Performance Testing: Does it Get Slow?

What if the API is down for an extended time? The client begins to accumulate the messages, potentially growing its in-memory size. More messages need to be retried, more threads need to be used, more connections have to be created.

How our client behaves under these conditions? Will it survive? Will it recover when the API is back?

To answer these questions, we should run a performance test where API comes down and then, after some time, comes back up.

Just like with functional testing, it is not easy to set up such a test, especially in a repeatable way where the timing and duration of the downtime can be repeated in future runs.

MockMotor can help with that as well.

Down Then Up Then Down Then Up

Imagine we want the API to have periodic downtimes.

Every 5 minutes, it goes into a failure mode with increased RT and HTTP 500 status. After a minute, it comes back to norm and works well for another 5 minutes.

A simple random response doesn’t cut it anymore. Now we need to maintain a state which defines if the API is currently down or up.

The state in MockMotor is stored in a mock account. That account should have two properties: downTime is the time when the service must come down, and upTime when the service should come back up. Suppose now is 9:05. Our downTime property should then contain 9:10 value, and upTime contains 9:11.

(The response time goes up when the service is unavailable and goes back to normal low values when it is available, so the graph looks upside down. :-) )

The mock service logic should check the current time and compare it with the values from the account:

  • If the current time is before downTime, the service responds in the normal way - either from mock responses or from the forward.
  • If the current time is after downTime, but before upTime, the mock service should respond with HTTP 500 and RT 5s.
  • Once the current time is after upTime, a dedicated response should set the new downTime and upTime values, five and six minutes in future.

Let’s configure that.

First, Create a Service State Account

We need to have two properties, downTime and upTime. Let’s create them.

Now let’s create a mock account with those properties. The properties are going to store the time “since epoch” in milliseconds because it is easy to compare to mockmeta.epochMs variable.

Put 0 into each of the fields.

Copy the account ID. We’ll need it to read the values in the responses.

Second, Create the Down Response

The down response matches any request when the current time is between downTime and upTime.

The current time is set to the variable mockmeta.epochMs available to every request. The match condition then is (if we use JS scripting):

mockmeta.epochMs > account.downTime && mockmeta.epochMs < account.upTime

We should put this expression into the Script match field. This expression uses the account, so we have to select the account using the account ID.

Finally, we should return some reasonable error payload and set the HTTP status to 500.

Here you go:

Finally, Create the Init Response

This response is matched when the current time is after the upTime.

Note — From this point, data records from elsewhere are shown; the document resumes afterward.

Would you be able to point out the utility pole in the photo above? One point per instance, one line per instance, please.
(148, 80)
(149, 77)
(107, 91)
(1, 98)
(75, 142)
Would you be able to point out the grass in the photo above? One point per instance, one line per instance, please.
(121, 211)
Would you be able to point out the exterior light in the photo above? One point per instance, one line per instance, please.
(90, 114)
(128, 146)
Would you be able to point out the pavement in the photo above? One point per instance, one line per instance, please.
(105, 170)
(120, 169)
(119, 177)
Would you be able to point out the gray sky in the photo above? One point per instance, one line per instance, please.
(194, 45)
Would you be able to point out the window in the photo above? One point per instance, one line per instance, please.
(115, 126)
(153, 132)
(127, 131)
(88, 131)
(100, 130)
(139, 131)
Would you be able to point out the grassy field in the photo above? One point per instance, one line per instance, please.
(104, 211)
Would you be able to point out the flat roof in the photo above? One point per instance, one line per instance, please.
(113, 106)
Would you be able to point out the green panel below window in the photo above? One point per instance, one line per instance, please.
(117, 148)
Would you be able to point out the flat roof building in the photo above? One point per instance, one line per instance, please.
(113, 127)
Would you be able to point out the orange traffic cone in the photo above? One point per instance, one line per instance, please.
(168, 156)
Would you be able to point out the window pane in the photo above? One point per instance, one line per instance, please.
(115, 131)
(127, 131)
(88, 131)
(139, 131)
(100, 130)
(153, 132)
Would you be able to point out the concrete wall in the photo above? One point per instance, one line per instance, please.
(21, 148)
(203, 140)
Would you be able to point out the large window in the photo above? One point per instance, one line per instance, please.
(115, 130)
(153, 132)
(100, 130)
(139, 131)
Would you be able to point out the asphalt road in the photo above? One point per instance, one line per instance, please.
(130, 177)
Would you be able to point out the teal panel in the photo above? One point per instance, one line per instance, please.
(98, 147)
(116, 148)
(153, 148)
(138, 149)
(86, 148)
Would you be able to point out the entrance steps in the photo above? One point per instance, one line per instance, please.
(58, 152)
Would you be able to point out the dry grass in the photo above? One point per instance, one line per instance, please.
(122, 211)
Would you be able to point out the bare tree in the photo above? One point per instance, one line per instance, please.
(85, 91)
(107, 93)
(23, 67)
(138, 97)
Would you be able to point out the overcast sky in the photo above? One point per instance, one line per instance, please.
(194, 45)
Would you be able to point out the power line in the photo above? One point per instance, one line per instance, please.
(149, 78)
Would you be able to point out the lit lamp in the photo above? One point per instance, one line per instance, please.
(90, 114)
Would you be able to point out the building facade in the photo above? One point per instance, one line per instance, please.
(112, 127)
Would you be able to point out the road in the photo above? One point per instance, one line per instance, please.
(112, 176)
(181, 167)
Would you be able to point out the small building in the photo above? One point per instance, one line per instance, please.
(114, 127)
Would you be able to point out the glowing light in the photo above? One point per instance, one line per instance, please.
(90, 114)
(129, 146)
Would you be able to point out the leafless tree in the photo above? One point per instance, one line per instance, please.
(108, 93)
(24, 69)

At that point, we should schedule our next downTime and upTime.

The script match condition is “we’re after the upTime”:

mockmeta.epochMs > account.upTime

The account is selected using the account ID, just like in the downtime response.

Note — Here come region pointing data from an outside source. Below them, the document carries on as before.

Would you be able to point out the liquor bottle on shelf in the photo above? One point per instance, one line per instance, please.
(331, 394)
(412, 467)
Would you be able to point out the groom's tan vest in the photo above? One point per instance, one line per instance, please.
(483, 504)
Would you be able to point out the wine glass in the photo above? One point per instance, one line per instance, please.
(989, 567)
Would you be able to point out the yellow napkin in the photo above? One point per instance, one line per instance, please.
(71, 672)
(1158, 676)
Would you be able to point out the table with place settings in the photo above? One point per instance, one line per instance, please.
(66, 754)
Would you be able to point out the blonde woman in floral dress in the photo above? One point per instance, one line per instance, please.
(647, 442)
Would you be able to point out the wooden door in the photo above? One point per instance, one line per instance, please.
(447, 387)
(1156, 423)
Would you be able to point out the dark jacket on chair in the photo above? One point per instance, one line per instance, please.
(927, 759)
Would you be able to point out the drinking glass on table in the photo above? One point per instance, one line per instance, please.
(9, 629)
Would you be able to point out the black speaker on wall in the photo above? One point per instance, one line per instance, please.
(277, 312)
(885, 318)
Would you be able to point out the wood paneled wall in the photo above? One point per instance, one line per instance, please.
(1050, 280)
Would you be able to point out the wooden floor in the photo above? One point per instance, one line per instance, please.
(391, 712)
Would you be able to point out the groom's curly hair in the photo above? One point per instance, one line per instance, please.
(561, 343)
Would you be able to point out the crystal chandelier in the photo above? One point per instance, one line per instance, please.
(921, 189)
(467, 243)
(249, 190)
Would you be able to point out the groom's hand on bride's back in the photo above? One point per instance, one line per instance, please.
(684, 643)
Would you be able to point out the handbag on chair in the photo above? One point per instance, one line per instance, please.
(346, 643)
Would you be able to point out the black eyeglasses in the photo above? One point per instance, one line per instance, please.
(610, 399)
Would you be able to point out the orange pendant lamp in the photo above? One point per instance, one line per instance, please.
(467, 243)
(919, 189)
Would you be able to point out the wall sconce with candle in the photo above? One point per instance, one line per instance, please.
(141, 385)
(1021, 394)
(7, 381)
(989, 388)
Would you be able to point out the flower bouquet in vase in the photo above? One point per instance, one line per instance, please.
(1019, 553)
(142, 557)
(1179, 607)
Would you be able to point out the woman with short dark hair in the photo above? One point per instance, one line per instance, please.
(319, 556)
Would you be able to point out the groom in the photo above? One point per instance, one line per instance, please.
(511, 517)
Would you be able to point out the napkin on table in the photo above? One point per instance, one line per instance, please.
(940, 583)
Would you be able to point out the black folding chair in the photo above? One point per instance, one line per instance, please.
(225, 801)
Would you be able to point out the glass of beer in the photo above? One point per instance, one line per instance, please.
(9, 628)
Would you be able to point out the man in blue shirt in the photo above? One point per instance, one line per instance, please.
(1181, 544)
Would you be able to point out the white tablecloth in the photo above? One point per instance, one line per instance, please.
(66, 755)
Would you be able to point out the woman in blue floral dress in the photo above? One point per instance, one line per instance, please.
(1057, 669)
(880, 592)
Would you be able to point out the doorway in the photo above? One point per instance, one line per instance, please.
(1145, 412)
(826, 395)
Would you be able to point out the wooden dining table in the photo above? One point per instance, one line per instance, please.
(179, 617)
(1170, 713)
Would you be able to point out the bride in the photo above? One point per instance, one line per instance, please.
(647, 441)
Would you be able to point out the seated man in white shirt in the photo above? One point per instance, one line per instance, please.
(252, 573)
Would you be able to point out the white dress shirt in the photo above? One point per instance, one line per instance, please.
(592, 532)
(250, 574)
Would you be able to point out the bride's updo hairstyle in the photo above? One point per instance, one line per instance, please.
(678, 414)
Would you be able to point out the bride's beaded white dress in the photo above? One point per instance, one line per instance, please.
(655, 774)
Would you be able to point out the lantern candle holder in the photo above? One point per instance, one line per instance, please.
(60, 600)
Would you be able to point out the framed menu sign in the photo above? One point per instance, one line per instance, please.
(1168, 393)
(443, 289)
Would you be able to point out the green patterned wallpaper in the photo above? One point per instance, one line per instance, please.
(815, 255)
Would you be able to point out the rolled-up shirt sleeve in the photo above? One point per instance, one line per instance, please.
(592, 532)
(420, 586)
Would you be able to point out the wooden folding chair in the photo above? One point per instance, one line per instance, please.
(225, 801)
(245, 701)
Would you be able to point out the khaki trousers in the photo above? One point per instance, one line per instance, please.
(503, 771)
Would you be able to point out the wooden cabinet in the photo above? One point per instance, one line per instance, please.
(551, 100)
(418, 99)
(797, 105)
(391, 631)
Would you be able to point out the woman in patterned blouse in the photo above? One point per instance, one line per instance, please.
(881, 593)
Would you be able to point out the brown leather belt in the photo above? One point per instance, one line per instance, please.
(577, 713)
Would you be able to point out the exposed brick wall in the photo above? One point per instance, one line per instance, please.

The response sets the mock account’s properties five and six minutes in future:

After this response, the service is back in the up mode (the current time is before the downTime value) and remains in that mode for another five minutes.

Let’s Review the Service

After everything is done, we should have two guard responses (Init Cyle and Down Time) placed first in the list as guards, and then any number of regular business responses, like below:

Test Time!

Now we can test it. You should see the familiar repeating high RT pattern.

The number of inbound calls would also fluctuate inverse to the RT - the higher the RT, the fewer calls can go through.